- - Thursday, March 26, 2015



By Jonathan Kellerman

Ballantine, $28, 352 pages

The investigating team of Alex Delaware and Milo Sturgis is coping with unsolved “cold cases” and an ice-cold killer in this crafty and cleverly plotted mystery.

There is an almost documentary tone to the work schedule of clinical psychologist Alex Delaware and LAPD homicide detective Milo Sturgis, who patiently and relentlessly stake out locations and suspects in their determination to bring justice to the dead. There is always another dead body and for a dedicated detective, that is one too many, especially when there is not only a dearth of clues but what exists is a maze of contradiction.

Cold cases are the bane of the existence of Milo Sturgis and that is why he enlists the aid of his unofficial partner, Alex Delaware. It is applying a different kind of thinking to a crime that makes them successful and they make entertaining reading since their dialogue is acerbic and sardonic. This episode of the Milo and Alex show begins with the murder of Katherine Hennepin, an average young woman found strangled and stabbed in her apartment. Her body is tidily laid out on her bed under a blanket and in the dinette nearby the table is set for dinner for two, with salads and a bottle of wine. The only suspect is a former lover who has an alibi acceptable even to Milo who reluctantly “backburners” the case. Yet Alex reflects that everything about the crime scene, no break-in, rape, theft or opportunistic weapon “suggested a killer well known by the victim and driven by nuclear rage.”

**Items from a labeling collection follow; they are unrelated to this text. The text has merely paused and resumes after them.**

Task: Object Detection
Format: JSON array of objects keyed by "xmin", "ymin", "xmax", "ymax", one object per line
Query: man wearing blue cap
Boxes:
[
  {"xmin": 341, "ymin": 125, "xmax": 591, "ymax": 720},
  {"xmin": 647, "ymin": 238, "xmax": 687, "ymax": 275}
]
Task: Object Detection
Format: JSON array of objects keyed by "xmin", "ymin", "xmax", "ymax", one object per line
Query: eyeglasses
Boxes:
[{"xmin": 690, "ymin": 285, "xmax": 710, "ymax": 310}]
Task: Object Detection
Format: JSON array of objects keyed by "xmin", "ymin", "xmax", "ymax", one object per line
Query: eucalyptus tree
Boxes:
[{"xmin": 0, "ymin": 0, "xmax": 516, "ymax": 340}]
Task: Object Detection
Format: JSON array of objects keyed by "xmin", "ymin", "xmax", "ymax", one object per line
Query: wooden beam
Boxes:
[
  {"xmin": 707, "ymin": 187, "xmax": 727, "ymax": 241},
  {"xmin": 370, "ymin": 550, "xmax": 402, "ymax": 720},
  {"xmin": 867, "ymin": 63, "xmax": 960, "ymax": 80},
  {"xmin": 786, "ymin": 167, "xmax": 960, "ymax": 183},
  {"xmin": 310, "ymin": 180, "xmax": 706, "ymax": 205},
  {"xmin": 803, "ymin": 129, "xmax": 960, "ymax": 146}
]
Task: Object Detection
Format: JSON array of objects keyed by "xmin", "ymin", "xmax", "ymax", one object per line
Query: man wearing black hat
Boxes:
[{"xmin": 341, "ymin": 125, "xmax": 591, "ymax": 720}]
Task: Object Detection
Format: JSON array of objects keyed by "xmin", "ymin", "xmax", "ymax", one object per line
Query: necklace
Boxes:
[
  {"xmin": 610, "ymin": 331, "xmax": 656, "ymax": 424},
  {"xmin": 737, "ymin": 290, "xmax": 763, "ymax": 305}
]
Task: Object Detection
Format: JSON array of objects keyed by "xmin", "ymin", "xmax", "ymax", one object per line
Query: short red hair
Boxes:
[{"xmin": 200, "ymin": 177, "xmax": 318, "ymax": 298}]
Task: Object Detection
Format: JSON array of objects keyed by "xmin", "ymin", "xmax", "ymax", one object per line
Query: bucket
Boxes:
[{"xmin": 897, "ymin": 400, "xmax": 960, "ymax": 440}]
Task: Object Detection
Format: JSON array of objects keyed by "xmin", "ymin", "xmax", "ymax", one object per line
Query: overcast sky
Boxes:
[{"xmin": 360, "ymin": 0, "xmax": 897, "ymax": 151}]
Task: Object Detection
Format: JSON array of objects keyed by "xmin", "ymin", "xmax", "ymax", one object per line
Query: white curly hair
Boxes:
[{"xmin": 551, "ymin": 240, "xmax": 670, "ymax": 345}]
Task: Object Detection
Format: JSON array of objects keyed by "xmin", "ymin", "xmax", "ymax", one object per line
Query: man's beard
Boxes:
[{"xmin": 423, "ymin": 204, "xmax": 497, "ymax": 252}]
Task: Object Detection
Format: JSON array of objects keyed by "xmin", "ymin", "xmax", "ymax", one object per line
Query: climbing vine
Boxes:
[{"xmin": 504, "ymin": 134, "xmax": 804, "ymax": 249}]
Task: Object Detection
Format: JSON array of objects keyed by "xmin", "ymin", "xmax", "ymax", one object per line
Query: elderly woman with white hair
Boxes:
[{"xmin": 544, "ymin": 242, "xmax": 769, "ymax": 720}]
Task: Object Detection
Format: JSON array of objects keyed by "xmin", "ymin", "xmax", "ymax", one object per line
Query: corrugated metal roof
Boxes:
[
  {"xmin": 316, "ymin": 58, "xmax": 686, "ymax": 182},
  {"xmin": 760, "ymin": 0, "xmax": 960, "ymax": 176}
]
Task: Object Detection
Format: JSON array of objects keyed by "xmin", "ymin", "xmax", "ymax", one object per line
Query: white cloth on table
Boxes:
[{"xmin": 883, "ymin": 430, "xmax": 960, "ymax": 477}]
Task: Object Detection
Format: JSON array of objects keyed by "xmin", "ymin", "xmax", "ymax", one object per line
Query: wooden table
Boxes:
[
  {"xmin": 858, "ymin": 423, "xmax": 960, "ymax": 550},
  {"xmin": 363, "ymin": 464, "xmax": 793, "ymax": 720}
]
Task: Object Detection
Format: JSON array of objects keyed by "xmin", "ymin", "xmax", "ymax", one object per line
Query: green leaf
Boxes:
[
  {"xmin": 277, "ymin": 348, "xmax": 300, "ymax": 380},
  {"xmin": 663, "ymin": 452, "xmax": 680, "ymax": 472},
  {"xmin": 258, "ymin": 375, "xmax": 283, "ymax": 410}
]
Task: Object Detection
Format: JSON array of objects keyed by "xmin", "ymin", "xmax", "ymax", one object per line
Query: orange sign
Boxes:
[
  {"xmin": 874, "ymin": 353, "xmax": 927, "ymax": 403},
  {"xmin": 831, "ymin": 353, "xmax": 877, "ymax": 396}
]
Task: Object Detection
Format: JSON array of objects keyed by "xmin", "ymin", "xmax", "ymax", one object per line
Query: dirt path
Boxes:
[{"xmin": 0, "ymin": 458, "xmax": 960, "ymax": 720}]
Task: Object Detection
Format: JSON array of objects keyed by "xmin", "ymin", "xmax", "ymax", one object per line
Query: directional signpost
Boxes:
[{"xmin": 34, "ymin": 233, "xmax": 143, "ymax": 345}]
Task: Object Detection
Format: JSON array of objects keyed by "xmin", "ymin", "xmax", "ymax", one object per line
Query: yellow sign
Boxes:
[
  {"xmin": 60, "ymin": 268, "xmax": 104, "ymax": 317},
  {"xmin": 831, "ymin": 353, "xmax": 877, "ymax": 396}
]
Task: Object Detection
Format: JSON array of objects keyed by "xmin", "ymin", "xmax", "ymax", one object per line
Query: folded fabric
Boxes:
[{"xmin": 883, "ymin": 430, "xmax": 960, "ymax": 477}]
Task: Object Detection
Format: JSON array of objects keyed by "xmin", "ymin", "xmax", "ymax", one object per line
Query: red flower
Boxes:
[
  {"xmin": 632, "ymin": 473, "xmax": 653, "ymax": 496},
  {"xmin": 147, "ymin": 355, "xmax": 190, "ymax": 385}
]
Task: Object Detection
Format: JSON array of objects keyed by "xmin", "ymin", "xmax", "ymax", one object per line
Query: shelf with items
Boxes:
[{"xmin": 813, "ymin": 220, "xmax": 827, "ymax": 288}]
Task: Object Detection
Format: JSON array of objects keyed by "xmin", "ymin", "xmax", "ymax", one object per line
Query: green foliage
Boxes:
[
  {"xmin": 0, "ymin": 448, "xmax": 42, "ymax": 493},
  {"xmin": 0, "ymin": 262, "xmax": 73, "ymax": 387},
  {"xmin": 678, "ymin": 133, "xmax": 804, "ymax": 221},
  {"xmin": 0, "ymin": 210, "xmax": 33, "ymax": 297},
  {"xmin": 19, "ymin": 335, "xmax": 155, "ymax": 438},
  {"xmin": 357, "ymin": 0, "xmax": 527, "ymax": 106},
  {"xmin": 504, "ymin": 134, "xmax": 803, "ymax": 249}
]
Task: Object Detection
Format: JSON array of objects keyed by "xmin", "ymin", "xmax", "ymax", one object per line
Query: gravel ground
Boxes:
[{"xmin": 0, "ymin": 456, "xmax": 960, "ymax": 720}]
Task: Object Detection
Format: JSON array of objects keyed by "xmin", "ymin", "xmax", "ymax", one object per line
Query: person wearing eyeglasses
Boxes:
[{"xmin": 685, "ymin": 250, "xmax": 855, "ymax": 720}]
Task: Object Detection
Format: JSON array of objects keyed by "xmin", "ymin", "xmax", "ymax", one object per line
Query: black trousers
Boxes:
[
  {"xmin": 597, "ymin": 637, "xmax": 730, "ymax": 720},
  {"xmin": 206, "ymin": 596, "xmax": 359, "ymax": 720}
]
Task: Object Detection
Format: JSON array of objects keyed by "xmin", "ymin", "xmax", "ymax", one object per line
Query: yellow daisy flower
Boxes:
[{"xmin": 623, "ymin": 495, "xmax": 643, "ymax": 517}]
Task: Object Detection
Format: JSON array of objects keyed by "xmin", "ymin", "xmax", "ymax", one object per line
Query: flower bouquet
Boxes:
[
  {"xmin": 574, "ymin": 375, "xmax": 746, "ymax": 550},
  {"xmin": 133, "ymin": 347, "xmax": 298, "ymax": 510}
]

He is, of course, right, but it takes several more murders before the monster is trapped. The next killing on which Alex is called in two weeks later by Milo is what they view as an execution slaying of Ursula Corey, who is wealthy, bejeweled and has two bullets in her head. She turns out to be the ex-wife of prosperous lawyer Grant Fellinger, who insists he remained friends with his former wife. However, he describes her as so obsessed about sex that she never wore panties. As Alex observes, “professional judgments about a crime are often formed early, sometimes during the first moments of viewing a crime scene. That can lead to tunnel vision but more often than not, seasoned detectives’ expectations are met because patterns do exist and ignoring them is stupid and reckless.”

Which turns out to be a shrewd assessment of the situation facing them. The obvious suspects are too obvious and new clues lead back to the Hennepin murder and why she fled a tattoo shop to which her boyfriend had taken her. Meantime, the killer strikes again. This time it is a lawyer, who is found beaten to death in a blood-spattered apartment. And there is a sad little woman who roams the streets, whose body is found by cleaners. The detectives are by now closing in on the murderer, whose identity is neatly shrouded and who lives up to all of the psychologist’s suspicions of nuclear rage and revenge as motivation for the ferocity of his killings.

Assessing the situation, Alex notes that his thoughts about the case had solidified because each of the murders had been “ripe with misdirection.” He cites one as a “textbook crime of passion committed by an intimate,” another as a “textbook professional execution” and a third as “the perfect throwaway” — a pathetic case of a woman with a background of vagrancy, theft, drugs and panhandling. A fourth victim is “left to decay in a room full of oddities.”

There is the crucial point at which Milo and Alex know who the killer is, and he is frighteningly close to others involved in the case. He is also as frighteningly efficient at killing as he is at concealing his own identity. As Alex sees it, “His real motive is he enjoys stalking and destroying . Psychopaths are gifted at sniffling out need.”

The psychopath who has fulfilled his gruesome needs so often comes to a well-merited end with two shots from Milo’s gun. It has to be two because he is wearing a security vest. And one of the few bright spots in the plot is that one young woman does escape the killer because she has the sense to run off with a really nice man. Alex and Milo are pleased.

Muriel Dobbin is a former White House and national political reporter for McClatchy newspapers and the Baltimore Sun.